In the last post we discussed how we were able to plot spectrograms using the spectrogram module in ObsPy. A few days ago, we were able to to show some of those plots to Dr. Monica Kohler. Our plots seemed very pixelated as compared to the plots that she normally used. We were looking for a way to plot spectrograms of good resolution and palpable color distribution within different intensities for the Los Angleles Department for Water and Power (LADWP) multi-storeyed building. Following plot can be considered a perfect example for the scenario.


Spectrogram plotted by Ming Hei, a graduate student, for the Millikan Tower, a multistory Building at Caltech. Make note of intense horizontal lines, which refer to harmonics of the building.

Dr. Kohler offered few suggestions that could help us improve our plots-

To apply a 2 pass 2-pole Butter-worth Bandpass filter for 0.1 to 20 Hz before calculating spectrograms
To change the color scheme such that maximum spectral amplitudes appear as bright red (see spectrogram above)

We will try to incorporate these suggestions.

Monday, July 1, 2013

The Spectrograms

Less than a week ago, we were able to show some of our work to Dr. Monica D. Kohler, a Senior Research Fellow in mechanical and civil Engineering, Caltech. She being a seismic expert in the CSN group, was interested in the effects of seismic waves on tall buildings, and whether it was possible to observe oscillations of tall building in the frequency transforms. She suggested the use of Spectrograms: the Frequency Time Distribution of the seismic data from the SAC files.
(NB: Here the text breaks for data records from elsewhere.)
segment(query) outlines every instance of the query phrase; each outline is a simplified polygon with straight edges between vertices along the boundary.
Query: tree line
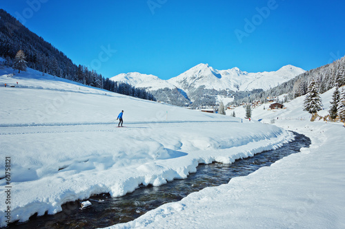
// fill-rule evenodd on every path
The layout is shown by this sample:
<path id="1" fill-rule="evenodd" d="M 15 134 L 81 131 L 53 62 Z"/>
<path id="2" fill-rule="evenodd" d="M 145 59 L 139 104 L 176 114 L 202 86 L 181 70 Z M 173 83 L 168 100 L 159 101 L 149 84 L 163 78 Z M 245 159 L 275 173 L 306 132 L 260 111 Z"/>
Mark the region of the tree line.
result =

Fortunately, the Obspy package itself contains 'obspy.imaging.spectrogram' method, which allows to read and plot spectrograms directly from SAC files. This optimized for speed method takes stream and bunch of other arguments(for plotting) as input and plots spectrogram within a second for 15 min SAC data.

A Spectrogram showing activity during Anza (Mar 11, 2013) tremors for all 3 channels. Notice the red and yellow shades mark the beginning of quake, when according to K Sigma

Though some work has to be done if you wish to transfer these plots to Matplotlib.pyplot, or arrange them on Subplots. This because obspy uses its own plotting methods which doesn't plot on a subplot by default.
The workaround is to use 'plt.gca()' to get axis, and then use obspy to plot. Also make sure to give 'show=False' as an argument to spectrogram, to popping up windows at every subplot. A sample code looks for single subplot looks like this:

                    plt.subplot(311)
                    ax_HNN=plt.gca()
                    spectrogram(tr_HNN.data,tr_HNN.stats.sampling_rate,show=False,axes=ax_HNN)

We are planning to plot spectrograms for some CSN sensors in Los Angeles Department of Water & Power (LADWP), to figure some correlation between frequency and respective floor of installation of the sensors.